# How about this guy?



## mokinho (Feb 11, 2007)

*he looks more plump in the first pic*

Hows his gate?

He looks a lot more plump in the first pic.


----------



## prettypalfrey (Mar 12, 2007)

he definately looks healthier in the before picture but then again I am guilty for loving thicker horses


----------



## Bentley (Mar 2, 2007)

He needs more groceries and perhaps better quality feed. He definitely looked in 'bloom' when you bought him, but he doesn't now. Forgive me, but he looks sad. BUT, perhaps it is only a bleached out winter coat--take some more pictures. His confirmation is beautiful.


----------



## Horse_love999 (Mar 17, 2007)

he looks so much better than before, but it looks as if his feet mite need to be a little bit stronger. 

-chelsea-


----------



## DarkAndalusian (Mar 16, 2007)

His coat was wet in the picture - it was taken right after a ride.


----------



## anni257 (Jan 5, 2007)

...


----------



## * Dusky Cowgirl * (Feb 21, 2007)

True True, 
I think the first pic is just on a bad angle.  
The Second pic he looks a lot fatter but fatter is not 
always the best for theses horses... 
Very beautiful horse, I would maybe take a pic 
of him side on? 
Nice horse by all means!  
-Dusky


----------



## DarkAndalusian (Mar 16, 2007)

Thanks everyone. Here is a picture of him when he was in training. He hasn't been ridden very much in the past few months since it has been winter and the place I was boarding him at didn't have an indoor arena. He's at a new stable now that does have an arena so I hope to start riding more often.


----------



## prettypalfrey (Mar 12, 2007)

He is beautiful


----------



## Babyrowz (Mar 16, 2007)

he looks lovely being ridden.i love the movement he has in trot!


----------



## pantha1 (Mar 15, 2007)

Hi,

You are very lucky to get a horse like this, they are very inteligent animals, learn fast and forget little.
I was lucky to ride several of these, they where trained to do tricks, eg:-laydown, rear, rear and kick, dresage, etc.
Do you know of his background, has he been trained in any of these areas.
If so, you may be able to learn some of the aids. can be tricky.

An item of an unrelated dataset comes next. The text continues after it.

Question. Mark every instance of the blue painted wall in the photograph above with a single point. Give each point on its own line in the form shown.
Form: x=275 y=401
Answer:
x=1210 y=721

Is he a stallion, or gelding, if uncut, has papers and has a very good temp. you could consider breeding with him.

nice boy..................


----------



## DarkAndalusian (Mar 16, 2007)

Thanks!
Cad is a gelding. He was kept as a breeding stallion until he was 5 - he is 9 now. He has two babies on the ground, one is out of a qh mare and one is out of an arab. I would have loved to see him crossed with a purered Andy. 
He has excellent bloodlines. He is a Leviton grandson as well as a Regalado grandson. His bloodlines can be seen on allbreedpedigree.com under his registered name, Chukote. 
I've used him as a dressage horse and that is where most of his training is. We've won several ribbons and championships at the lower levels and the only things stopping us from showing at the mid-upper levels are time and money. 
When he was in training last summer (when the under saddle picture was taken) he was being taught the Spanish Walk. 
I've also done a little bit of jumping, eventing, hunter, and (don't laugh) barrel racing and cutting with Cad. Just for fun. His dressage training really helped with the cutting. He is very responsive and can turn on a dime.
His temperment is wonderful. I have my niece and nephews (ages 3-10) around him all the time and he is wonderful with them. My nephew is riding him in my avatar pic. He's the kind of horse I as an advanced rider can get on and have fun with, and then I can stick a kid on him (on the lunge line or on a lead rope, of course) and he will take care of them. =) I really really with he were still a stud because I would love to have a foal or two by him. And I know a lot of people who would love to have one similar to him.


----------



## DarkAndalusian (Mar 16, 2007)

This has always been one of my favorite shots of Cad... even though the quality stinks. =/


----------



## hsharp123 (Mar 22, 2007)

He is STUNNING!!

I think the (just been riden pic did him no justice but then i guess he had sweated on his ride and was also tired!

You are very lucky!!!

Enjoy the new arena and being able to get riding again-its so difficult without one (ground to soft and then to hard-impossible i know myself!)

Elz x


----------